MoMA
September 23, 2011  |  Five for Friday
Five for Friday: How Do You Like Them Apples?

Five for Friday, written by a variety of MoMA staff members, is our attempt to spotlight some of the compelling, charming, and downright curious works in the Museum’s rich collection.

Like every good New Englander, I eagerly await the start of the fall season and the bounty it brings. From the eye candy of fall fashion to the literal harvest of root vegetables, fall is arguably the most abundant time of the year. There’s just as much to savor in works from the Museum’s collection, and below I’ve “picked” a few of my favorite apples that MoMA has to offer:

1. Paul Cézanne. Still Life with Apples. 1895-98

A favorite subject in his still life paintings, Paul Cézanne painted hundreds of examples of the fruit throughout his career. You can take an even closer look at this example, on MoMA’s Google Art Project page.

2. Ellsworth Kelly. Apples. 1949

Although best known for his color block paintings in red, blue, and green, it’s the simplicity and serenity of Ellsworth Kelly’s fruit and flora lithographs that I really love.

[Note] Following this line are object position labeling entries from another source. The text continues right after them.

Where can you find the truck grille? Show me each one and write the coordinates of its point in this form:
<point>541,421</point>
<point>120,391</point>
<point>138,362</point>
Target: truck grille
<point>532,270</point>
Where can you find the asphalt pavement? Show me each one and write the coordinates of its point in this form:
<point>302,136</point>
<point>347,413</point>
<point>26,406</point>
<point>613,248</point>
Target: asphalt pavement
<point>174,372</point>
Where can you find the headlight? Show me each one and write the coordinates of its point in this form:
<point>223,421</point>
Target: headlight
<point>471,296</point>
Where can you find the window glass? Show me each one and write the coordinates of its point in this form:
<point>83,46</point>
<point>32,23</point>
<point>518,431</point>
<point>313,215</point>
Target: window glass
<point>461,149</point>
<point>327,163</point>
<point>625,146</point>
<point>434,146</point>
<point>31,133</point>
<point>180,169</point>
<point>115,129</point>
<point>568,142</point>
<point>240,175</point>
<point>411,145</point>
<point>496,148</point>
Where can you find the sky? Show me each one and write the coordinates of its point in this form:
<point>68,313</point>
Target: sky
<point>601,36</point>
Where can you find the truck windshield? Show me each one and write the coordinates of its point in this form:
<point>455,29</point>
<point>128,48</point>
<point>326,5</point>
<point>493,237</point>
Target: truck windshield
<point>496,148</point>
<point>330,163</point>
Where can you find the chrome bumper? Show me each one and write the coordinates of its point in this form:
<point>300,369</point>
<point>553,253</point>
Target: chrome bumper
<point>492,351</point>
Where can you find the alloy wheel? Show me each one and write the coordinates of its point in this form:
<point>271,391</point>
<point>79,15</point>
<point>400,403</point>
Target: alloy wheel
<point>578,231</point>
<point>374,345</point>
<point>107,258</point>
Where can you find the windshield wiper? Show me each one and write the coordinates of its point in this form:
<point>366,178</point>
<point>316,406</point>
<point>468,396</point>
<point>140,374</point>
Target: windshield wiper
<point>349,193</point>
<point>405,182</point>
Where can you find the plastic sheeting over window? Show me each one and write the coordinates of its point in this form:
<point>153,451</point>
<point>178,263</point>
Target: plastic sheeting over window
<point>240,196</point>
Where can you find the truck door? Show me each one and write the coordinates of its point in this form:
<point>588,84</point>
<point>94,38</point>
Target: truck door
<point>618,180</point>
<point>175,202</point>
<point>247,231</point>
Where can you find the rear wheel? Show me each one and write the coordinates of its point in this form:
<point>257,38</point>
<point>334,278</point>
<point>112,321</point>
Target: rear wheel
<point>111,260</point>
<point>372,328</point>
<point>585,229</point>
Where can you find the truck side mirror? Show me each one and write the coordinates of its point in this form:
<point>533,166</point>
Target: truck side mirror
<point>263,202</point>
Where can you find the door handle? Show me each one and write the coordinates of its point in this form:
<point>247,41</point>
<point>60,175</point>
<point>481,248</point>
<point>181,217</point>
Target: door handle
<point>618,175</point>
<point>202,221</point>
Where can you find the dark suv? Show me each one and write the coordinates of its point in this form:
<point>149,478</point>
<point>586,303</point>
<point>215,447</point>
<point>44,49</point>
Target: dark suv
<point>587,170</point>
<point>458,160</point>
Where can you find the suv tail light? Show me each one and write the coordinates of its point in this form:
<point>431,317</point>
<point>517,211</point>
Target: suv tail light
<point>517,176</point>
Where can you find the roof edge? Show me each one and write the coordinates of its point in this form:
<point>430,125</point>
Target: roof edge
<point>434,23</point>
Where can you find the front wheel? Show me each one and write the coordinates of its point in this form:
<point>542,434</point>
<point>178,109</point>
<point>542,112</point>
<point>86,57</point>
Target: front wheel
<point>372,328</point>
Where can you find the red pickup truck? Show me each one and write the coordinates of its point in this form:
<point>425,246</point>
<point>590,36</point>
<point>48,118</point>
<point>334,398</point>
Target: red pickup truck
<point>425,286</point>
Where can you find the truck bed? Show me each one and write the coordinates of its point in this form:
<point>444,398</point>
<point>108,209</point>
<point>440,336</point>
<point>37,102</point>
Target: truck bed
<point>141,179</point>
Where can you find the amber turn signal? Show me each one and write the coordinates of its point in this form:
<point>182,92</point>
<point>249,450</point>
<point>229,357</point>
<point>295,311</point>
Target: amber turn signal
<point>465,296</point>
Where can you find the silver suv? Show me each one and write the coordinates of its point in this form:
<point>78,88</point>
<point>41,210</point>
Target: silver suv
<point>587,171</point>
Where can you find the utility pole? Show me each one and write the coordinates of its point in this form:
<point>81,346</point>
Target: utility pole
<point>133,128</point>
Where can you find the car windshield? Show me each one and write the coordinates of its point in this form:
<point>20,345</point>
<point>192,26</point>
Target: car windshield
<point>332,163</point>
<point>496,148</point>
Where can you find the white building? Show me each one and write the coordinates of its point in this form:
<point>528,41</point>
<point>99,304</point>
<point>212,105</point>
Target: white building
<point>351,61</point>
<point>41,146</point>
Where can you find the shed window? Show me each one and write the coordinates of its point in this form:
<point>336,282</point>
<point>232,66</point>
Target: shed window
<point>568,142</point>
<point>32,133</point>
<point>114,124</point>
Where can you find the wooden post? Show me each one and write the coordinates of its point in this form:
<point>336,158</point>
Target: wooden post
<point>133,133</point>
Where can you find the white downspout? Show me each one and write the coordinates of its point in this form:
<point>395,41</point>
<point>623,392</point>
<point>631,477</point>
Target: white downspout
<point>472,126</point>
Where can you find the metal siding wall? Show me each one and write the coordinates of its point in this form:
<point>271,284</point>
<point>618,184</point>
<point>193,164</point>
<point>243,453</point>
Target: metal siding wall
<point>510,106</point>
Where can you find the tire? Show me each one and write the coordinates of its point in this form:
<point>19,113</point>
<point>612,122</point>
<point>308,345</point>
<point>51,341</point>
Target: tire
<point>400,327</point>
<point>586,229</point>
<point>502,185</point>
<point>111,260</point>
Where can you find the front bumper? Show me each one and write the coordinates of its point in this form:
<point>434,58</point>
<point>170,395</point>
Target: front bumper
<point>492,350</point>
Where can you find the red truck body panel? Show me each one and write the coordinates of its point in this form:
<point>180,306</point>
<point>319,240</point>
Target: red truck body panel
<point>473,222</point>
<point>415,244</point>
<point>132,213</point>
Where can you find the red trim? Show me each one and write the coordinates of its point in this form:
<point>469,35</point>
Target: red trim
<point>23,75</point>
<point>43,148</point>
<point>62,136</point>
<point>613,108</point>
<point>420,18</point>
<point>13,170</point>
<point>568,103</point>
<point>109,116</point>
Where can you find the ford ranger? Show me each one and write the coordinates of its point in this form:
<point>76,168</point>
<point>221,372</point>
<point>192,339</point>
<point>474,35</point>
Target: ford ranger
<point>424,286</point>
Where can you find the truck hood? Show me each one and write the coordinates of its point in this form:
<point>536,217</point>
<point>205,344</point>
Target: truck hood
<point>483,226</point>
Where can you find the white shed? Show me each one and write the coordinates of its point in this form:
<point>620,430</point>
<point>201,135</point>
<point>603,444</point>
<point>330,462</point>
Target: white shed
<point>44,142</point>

3. Apple Inc., Steve Jobs and Jerry Manock. Macintosh 128K Home Computer. 1983

The Apple that started it all, the first MacIntosh home computer with Graphical User Interface, designed in 1983. When it was first released it sold for $2,495—nearly twice the cost of today’s iPhone, iPad, and MacBook combined!

4. Paul Klee. Still Life with Four Apples. (1909)

Klee’s dark and moody bowl of fruit looks ripe for baking—apfelkuchen anyone?

5. William H. Martin. A Load of Good Iowa Apples. 1909

Martin’s popular photographic postcards used the darkroom trickery of exposing two different negatives on the same emulsified paper. He used images like these oversize apples—or others of gigantic ears of corn, geese, hares, etc.—to create works that skillfully combine the absurd and the surreal.